Em 02 de junho de 2014 entrou em vigor a Lei 12.984/2014, a qual, dentre outras providências, criminaliza condutas discriminatórias em ambiente de trabalho praticadas em desfavor de portadores de HIV ou doentes de AIDS: De acordo com os incisos II a IV do artigo 1° de referido diploma legal àquele que negar emprego ou trabalho; exonerar ou demitir de cargo ou emprego ou então segregar em ambiente laboral o portador do vírus em razão de sua condição, poderá ser apenado com reclusão de 1 (um) a 4 (quatro) anos e multa.
Tal inovação legislativa se coaduna com a tendência contemporânea de se utilizar o direito penal como ferramenta auxiliar para ações afirmativas perante o mercado de trabalho e tem sua origem na conjugação das disposições democráticas da Constituição Federal de 1988 e do fortalecimento e quase naturalização do vigente modelo de produção, esboçado pela derrocada socialista e consolidado pelas políticas econômicas liberais da década de 90. Tais fatos compuseram uma sociedade global cada vez mais plural, desafiada em alocar dentro de uma única estrutura produtiva seus variados grupos de diferentes matizes ideológicos, políticos, etários e sexuais.

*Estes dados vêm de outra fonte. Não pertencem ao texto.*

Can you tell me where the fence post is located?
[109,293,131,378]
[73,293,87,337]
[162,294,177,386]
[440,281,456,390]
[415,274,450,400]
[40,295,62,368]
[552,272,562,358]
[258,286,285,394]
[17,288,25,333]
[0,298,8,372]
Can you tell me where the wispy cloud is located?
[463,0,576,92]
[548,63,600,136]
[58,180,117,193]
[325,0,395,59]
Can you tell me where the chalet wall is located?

Desse modo a Lei 7.716/89 (de combate ao preconceito), em seu artigo 3° determinou como crime punível com reclusão de 2 (dois) a 5 (cinco) anos a conduta de impedir ou obstar o acesso de alguém, devidamente habilitado, a qualquer cargo da Administração Direta ou Indireta, bem como das concessionárias de serviços públicos, ou então obstar sua promoção funcional em razão de discriminação de raça, cor, etnia, religião ou procedência nacional. Em campo privado (art. 4°), aplica-se igual pena para quem, com igual motivação, negar ou obstar emprego; impedir a ascensão funcional ou obstar outra forma de benefício profissional e proporcionar tratamento diferenciado em ambiente de trabalho, especialmente quanto ao salário. Tal dispositivo legal também sujeitará às penas de multa e de prestação de serviços à comunidade, incluindo atividades de promoção da igualdade racial, quem, em anúncios ou qualquer outra forma de recrutamento de trabalhadores, exigir aspectos de aparência próprios de raça ou etnia para emprego cujas atividades não justifiquem essas exigências.

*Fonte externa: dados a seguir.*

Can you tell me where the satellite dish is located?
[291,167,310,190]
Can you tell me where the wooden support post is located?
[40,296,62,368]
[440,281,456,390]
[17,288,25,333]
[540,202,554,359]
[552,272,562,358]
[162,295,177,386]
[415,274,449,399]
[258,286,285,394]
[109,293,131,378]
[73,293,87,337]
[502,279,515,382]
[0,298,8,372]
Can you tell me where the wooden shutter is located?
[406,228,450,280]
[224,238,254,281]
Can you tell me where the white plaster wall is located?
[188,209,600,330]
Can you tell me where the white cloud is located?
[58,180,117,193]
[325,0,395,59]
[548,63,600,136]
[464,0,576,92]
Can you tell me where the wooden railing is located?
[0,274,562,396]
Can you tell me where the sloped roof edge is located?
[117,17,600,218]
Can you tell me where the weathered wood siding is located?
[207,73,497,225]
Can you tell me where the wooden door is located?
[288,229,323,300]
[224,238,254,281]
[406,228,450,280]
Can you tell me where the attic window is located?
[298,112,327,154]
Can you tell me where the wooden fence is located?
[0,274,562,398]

A Lei 7.853/89, de apoio aos deficientes, por sua vez, tipificou como crime punível com reclusão de 1 (um) a 4 (quatro) anos e multa a conduta de obstar, sem justa causa, o acesso de alguém a qualquer cargo público, por motivos derivados de deficiência, bem como a de negar à alguém, por igual razão, emprego ou trabalho. Já o Estatuto do Idoso (Lei 10.741/2013), em seu artigo 100 apena com reclusão de 6 (seis) meses a 1 (um) ano e multa àquele que por motivo de idade obstar o acesso de alguém a qualquer cargo público ou negar emprego ou trabalho.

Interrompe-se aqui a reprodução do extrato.